Europa Press/Contacto/Marwan Naamani
O Exército israelense afirma que o alvo era um suposto membro do Hezbollah e garante que está investigando a morte de dois civis MADRID 9 fev. (EUROPA PRESS) -
Pelo menos três pessoas, incluindo uma criança, morreram nesta segunda-feira devido a um bombardeio perpetrado pelo Exército de Israel contra um veículo que circulava pela localidade libanesa de Yanú, no sul do país, apesar do cessar-fogo em vigor desde novembro de 2024, acordado após treze meses de combates com o partido-milícia xiita Hezbollah, na sequência dos ataques de 7 de outubro de 2023.
O ataque foi executado contra uma caminhonete na localidade, situada nos arredores de Tiro, destruindo totalmente o veículo, segundo informou a agência de notícias estatal libanesa, NNA. Entre os mortos estão o ocupante do veículo e duas pessoas — um pai e um filho — que se encontravam no local, conforme informou o jornal L'Orient-Le Jour, acrescentando que ambos são familiares do prefeito de Yanú.

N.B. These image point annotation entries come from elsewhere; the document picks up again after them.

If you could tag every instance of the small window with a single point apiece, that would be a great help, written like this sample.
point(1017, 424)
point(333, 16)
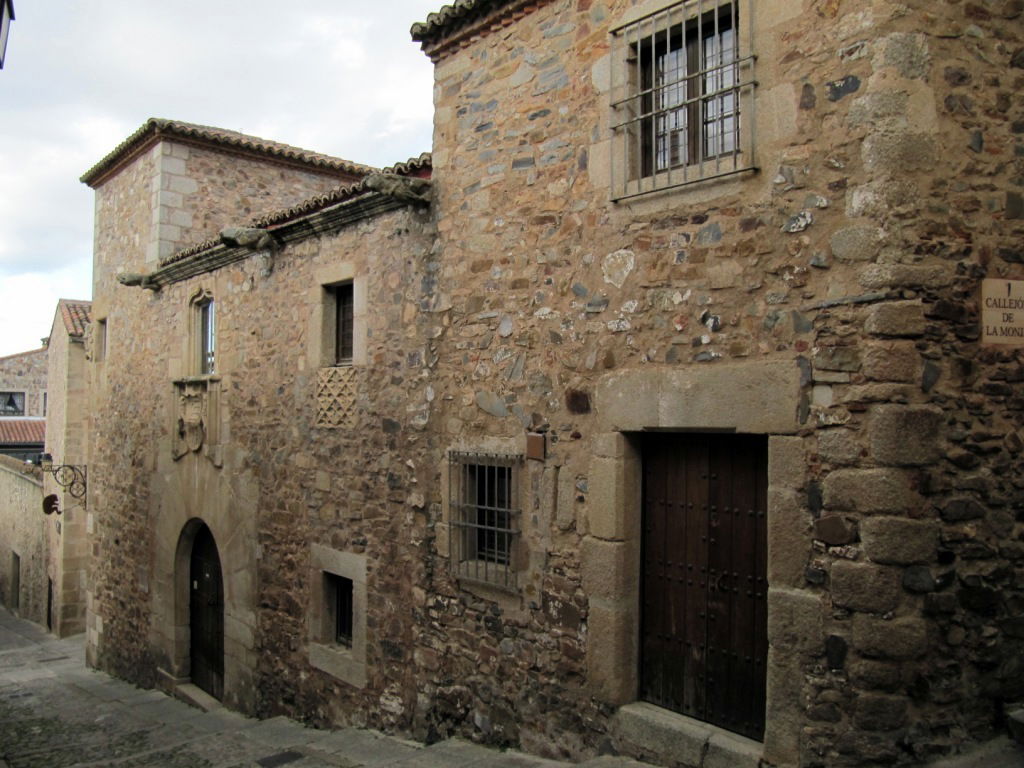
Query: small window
point(11, 403)
point(15, 582)
point(338, 592)
point(343, 323)
point(207, 328)
point(484, 516)
point(99, 352)
point(677, 107)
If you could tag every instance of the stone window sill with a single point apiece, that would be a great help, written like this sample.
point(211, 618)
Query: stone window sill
point(338, 662)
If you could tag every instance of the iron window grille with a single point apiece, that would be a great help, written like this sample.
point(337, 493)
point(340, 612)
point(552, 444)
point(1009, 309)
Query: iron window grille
point(683, 86)
point(343, 328)
point(339, 591)
point(11, 403)
point(207, 337)
point(484, 516)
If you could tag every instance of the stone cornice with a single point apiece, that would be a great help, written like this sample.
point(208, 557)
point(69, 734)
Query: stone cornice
point(317, 223)
point(458, 26)
point(218, 139)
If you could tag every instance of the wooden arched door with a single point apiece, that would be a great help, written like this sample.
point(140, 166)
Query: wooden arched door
point(206, 614)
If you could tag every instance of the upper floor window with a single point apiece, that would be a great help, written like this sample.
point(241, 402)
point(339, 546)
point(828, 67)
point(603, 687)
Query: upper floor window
point(205, 334)
point(11, 403)
point(344, 304)
point(679, 96)
point(99, 345)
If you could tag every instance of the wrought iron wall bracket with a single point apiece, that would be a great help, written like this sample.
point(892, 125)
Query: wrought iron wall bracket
point(69, 476)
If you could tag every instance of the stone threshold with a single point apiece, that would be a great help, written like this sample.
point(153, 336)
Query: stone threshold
point(657, 735)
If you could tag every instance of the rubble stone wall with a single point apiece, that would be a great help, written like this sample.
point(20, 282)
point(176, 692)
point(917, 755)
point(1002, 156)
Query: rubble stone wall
point(67, 427)
point(268, 482)
point(23, 532)
point(26, 372)
point(133, 230)
point(828, 300)
point(888, 142)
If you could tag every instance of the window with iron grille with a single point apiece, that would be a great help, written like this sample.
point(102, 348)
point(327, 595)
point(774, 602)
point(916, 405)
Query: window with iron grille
point(484, 516)
point(339, 595)
point(343, 325)
point(681, 85)
point(11, 403)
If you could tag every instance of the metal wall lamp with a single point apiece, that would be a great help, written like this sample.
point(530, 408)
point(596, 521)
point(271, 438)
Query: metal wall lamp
point(70, 476)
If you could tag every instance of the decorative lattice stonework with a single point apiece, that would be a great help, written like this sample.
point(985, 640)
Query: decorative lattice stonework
point(336, 397)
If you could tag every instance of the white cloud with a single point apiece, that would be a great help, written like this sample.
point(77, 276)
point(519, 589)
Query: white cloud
point(336, 77)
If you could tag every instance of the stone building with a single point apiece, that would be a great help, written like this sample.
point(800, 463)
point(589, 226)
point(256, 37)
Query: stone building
point(44, 559)
point(67, 429)
point(683, 422)
point(23, 402)
point(24, 585)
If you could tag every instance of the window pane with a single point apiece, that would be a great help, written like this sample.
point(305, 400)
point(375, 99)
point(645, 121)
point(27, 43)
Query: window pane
point(343, 610)
point(208, 334)
point(11, 403)
point(344, 310)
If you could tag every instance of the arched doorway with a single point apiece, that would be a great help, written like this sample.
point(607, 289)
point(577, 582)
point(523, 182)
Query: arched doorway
point(206, 614)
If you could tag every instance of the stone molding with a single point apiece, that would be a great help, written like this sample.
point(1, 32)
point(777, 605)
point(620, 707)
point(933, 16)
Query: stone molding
point(752, 397)
point(314, 225)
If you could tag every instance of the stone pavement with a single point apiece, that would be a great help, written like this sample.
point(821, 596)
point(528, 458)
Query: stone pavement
point(55, 713)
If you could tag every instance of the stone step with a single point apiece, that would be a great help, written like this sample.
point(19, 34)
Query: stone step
point(1015, 722)
point(196, 696)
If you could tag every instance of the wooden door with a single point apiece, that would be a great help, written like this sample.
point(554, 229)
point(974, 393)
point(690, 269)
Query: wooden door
point(206, 612)
point(704, 582)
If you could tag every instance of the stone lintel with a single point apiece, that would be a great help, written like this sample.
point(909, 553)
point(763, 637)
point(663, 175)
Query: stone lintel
point(750, 397)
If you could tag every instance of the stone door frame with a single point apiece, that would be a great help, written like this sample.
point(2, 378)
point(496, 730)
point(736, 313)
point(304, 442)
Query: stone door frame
point(753, 398)
point(198, 496)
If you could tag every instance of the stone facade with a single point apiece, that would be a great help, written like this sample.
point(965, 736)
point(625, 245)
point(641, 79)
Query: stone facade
point(23, 538)
point(26, 373)
point(67, 430)
point(826, 301)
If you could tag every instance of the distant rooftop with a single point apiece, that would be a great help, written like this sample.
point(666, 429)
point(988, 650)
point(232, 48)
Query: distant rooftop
point(75, 315)
point(22, 431)
point(157, 129)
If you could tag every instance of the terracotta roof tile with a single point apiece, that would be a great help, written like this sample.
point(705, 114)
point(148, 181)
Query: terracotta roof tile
point(41, 350)
point(20, 431)
point(75, 315)
point(445, 25)
point(419, 167)
point(156, 128)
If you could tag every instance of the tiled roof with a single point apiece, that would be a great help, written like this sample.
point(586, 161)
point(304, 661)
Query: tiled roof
point(20, 431)
point(156, 128)
point(41, 350)
point(75, 315)
point(419, 167)
point(452, 18)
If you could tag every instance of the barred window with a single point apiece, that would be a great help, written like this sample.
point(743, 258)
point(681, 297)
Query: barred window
point(11, 403)
point(207, 338)
point(682, 77)
point(343, 325)
point(484, 516)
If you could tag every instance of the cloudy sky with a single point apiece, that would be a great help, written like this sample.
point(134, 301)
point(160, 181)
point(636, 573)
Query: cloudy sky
point(340, 77)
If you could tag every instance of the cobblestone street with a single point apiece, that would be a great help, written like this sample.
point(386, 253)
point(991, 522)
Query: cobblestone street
point(55, 713)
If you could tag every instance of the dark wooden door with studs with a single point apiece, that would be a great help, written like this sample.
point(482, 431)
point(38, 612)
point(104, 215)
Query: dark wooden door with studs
point(704, 581)
point(206, 612)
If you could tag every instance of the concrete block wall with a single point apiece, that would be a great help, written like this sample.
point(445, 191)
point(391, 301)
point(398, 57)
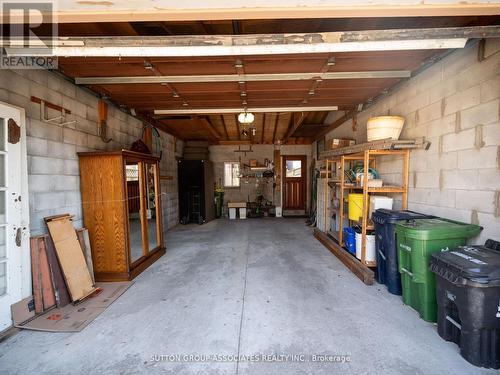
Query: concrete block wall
point(53, 172)
point(248, 188)
point(221, 154)
point(455, 105)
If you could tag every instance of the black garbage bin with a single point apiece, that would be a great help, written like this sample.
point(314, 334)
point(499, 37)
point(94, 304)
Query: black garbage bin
point(468, 298)
point(386, 245)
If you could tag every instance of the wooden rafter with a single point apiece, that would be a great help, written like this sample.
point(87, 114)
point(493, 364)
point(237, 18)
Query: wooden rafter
point(267, 44)
point(275, 127)
point(114, 13)
point(209, 126)
point(263, 128)
point(347, 115)
point(225, 127)
point(208, 78)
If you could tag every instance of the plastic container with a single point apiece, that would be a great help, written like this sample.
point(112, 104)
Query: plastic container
point(384, 127)
point(350, 240)
point(417, 241)
point(468, 297)
point(355, 202)
point(370, 255)
point(385, 244)
point(379, 202)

Após o incidente, o Exército de Israel afirmou que o alvo do bombardeio era um homem descrito como “chefe de artilharia do Hezbollah”, identificado como Ahmad Ali Salami, que “realizou vários ataques terroristas durante a guerra contra as tropas das Forças de Defesa de Israel (FDI) e contra Israel”.

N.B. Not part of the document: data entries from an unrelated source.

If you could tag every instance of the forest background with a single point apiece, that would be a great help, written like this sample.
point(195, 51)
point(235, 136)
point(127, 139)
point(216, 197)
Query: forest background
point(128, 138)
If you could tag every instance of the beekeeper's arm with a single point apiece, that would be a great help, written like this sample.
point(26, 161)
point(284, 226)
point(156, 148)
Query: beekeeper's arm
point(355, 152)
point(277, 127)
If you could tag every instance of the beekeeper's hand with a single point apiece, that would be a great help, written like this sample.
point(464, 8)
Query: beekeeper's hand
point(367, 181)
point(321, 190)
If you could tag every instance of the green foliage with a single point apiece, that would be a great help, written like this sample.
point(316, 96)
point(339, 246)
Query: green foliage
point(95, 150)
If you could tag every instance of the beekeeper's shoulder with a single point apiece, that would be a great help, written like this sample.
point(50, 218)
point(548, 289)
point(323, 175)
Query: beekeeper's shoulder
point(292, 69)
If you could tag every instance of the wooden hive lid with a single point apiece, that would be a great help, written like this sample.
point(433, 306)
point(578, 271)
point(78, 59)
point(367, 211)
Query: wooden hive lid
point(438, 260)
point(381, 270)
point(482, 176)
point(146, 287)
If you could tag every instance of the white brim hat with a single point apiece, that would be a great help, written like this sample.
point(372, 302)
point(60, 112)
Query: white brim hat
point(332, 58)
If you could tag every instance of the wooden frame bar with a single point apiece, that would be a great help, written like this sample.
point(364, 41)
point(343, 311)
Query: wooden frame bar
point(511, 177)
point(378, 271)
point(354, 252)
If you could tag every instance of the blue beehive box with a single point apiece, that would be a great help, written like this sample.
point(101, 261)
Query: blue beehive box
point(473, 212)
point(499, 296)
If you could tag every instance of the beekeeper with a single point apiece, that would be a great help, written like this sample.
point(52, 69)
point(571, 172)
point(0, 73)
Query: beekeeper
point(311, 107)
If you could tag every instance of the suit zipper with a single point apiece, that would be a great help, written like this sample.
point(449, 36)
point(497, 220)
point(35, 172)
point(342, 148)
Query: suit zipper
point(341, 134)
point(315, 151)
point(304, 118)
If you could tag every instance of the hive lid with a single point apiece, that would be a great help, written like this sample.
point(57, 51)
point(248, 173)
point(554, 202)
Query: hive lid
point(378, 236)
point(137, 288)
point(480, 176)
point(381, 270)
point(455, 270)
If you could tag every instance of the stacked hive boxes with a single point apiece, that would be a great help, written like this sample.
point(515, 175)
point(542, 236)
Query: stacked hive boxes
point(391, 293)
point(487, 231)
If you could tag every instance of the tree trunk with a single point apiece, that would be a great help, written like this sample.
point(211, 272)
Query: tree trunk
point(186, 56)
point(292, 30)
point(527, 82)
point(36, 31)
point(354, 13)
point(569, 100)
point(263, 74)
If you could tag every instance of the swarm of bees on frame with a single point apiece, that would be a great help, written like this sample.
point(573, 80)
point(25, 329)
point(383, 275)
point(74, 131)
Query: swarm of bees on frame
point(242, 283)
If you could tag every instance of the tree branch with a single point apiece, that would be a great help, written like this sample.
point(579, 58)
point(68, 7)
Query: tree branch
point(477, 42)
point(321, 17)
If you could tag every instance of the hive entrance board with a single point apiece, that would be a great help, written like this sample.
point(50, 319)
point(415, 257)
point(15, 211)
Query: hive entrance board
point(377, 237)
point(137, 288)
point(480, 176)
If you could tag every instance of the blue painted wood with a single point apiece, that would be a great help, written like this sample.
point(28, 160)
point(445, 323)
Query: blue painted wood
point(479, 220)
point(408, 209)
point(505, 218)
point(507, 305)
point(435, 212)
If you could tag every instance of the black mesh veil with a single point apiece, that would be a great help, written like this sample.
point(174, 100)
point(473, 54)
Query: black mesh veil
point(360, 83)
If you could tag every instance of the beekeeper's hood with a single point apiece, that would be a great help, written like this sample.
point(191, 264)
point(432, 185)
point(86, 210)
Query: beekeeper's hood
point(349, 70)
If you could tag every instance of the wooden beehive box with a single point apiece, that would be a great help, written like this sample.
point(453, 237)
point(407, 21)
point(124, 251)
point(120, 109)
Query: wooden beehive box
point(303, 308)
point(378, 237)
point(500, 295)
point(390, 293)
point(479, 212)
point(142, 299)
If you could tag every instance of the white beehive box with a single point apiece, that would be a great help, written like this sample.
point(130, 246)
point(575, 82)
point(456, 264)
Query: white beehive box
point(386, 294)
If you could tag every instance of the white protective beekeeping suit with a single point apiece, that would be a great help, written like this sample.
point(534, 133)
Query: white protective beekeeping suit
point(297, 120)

“Recentemente, ele atuou para reabilitar as capacidades de artilharia do Hezbollah no seio da população civil do Líbano, violando os acordos de cessar-fogo”, argumentou, ao mesmo tempo em que destacou que “está ciente” da morte de civis “não envolvidos” nas atividades de Salami.
“Antes do ataque, foram tomadas medidas para mitigar os danos à população civil”, argumentou. “As FDI lamentam qualquer dano a civis não envolvidos e o incidente está sendo investigado”, afirmou em um comunicado publicado nas redes sociais.

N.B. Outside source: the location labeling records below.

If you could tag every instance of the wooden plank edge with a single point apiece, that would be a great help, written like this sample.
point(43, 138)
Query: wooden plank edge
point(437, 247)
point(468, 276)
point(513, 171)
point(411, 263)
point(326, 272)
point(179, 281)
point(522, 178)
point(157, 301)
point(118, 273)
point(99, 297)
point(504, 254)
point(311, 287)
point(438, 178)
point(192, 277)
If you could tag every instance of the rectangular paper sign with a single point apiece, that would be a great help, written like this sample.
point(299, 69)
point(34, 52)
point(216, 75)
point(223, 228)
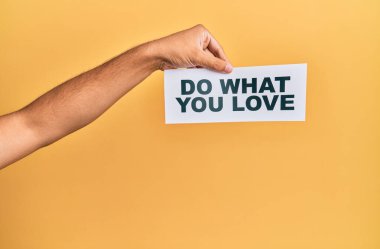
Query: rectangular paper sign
point(262, 93)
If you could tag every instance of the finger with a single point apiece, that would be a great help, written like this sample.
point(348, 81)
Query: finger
point(216, 49)
point(208, 60)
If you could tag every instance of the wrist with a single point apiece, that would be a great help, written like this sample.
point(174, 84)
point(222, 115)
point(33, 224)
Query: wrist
point(151, 52)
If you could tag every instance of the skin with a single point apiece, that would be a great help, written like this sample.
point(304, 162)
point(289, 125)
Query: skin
point(80, 100)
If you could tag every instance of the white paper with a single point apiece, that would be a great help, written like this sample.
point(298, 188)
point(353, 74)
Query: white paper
point(185, 104)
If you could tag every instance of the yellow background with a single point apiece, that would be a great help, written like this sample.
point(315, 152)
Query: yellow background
point(130, 181)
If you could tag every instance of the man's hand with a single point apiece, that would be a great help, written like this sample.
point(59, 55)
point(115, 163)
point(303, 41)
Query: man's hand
point(80, 100)
point(194, 47)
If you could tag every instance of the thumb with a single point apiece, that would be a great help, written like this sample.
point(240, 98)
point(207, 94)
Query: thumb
point(214, 63)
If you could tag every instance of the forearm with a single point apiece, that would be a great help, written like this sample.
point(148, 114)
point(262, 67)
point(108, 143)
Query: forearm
point(73, 104)
point(79, 101)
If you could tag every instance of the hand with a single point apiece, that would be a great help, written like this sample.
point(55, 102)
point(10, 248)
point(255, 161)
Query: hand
point(194, 47)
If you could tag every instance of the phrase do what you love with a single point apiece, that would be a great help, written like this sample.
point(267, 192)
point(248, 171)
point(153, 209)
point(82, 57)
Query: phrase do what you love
point(266, 93)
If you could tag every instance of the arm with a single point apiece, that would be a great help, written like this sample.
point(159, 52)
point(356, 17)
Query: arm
point(80, 100)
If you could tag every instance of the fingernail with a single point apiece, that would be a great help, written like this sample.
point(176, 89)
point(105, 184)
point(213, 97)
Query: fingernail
point(228, 68)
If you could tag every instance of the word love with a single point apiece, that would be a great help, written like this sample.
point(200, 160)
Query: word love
point(253, 102)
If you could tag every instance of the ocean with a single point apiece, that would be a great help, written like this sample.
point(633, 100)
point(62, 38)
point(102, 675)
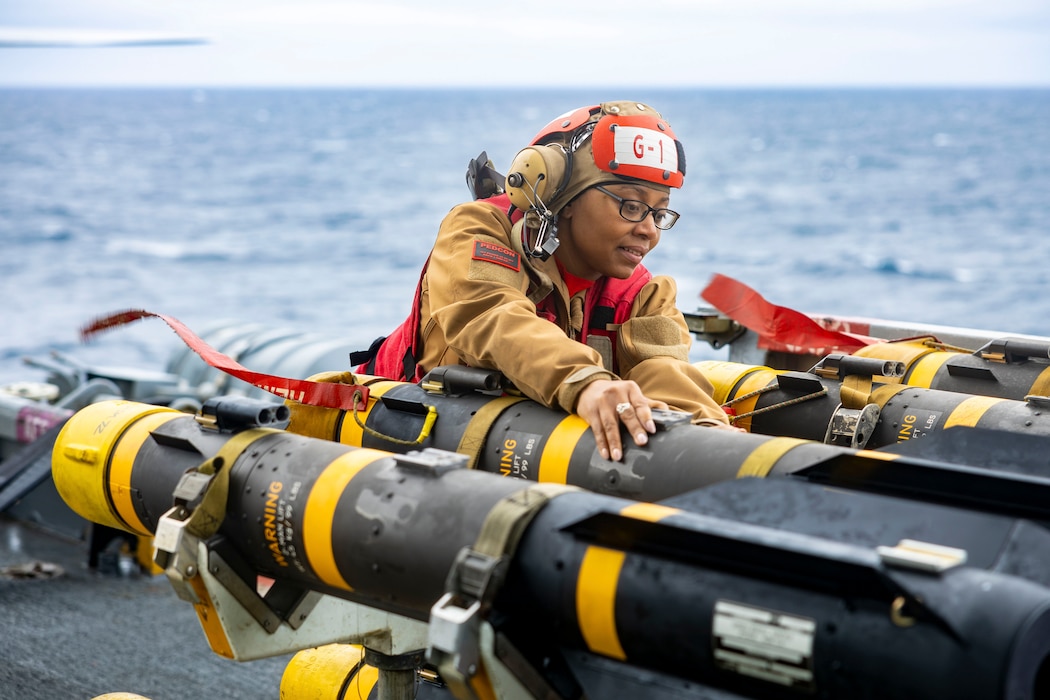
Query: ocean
point(314, 209)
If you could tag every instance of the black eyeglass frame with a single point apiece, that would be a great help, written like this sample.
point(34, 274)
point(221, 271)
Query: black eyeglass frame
point(657, 213)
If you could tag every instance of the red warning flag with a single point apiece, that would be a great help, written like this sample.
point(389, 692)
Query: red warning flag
point(778, 327)
point(345, 397)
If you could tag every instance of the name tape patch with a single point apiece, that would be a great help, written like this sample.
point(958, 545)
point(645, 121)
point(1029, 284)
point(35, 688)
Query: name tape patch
point(497, 254)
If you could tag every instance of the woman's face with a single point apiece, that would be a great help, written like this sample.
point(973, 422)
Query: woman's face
point(595, 240)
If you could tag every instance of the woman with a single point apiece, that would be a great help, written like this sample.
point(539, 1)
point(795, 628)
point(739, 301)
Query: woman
point(545, 283)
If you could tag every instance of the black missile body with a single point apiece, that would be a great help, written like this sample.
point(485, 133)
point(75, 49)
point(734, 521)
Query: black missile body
point(688, 590)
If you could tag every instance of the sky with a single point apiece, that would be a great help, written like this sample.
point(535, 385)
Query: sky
point(545, 43)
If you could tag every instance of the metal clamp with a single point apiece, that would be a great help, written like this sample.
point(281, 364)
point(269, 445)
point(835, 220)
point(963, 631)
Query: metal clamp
point(175, 551)
point(456, 618)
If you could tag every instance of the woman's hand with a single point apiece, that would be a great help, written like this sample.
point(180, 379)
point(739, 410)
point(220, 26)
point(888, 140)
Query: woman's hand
point(605, 403)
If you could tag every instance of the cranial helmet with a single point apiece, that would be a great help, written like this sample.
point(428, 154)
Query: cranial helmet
point(614, 142)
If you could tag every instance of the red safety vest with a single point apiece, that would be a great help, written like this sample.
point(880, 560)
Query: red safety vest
point(606, 305)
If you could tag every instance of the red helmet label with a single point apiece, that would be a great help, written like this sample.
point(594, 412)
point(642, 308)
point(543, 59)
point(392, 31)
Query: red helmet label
point(637, 147)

Israel lançou dezenas de bombardeios contra o Líbano, apesar do cessar-fogo de novembro de 2024, argumentando que está agindo contra as atividades do Hezbollah e assegurando que, por isso, não viola o pacto, embora tanto Beirute quanto o grupo tenham se mostrado críticos a essas ações, igualmente condenadas pelas Nações Unidas.
O cessar-fogo previa que tanto Israel como o Hezbollah retirassem as suas tropas do sul do Líbano. No entanto, o exército israelita manteve cinco postos no território do seu país vizinho, algo também criticado pelas autoridades libanesas e pelo grupo xiita, que exigem o fim deste destacamento.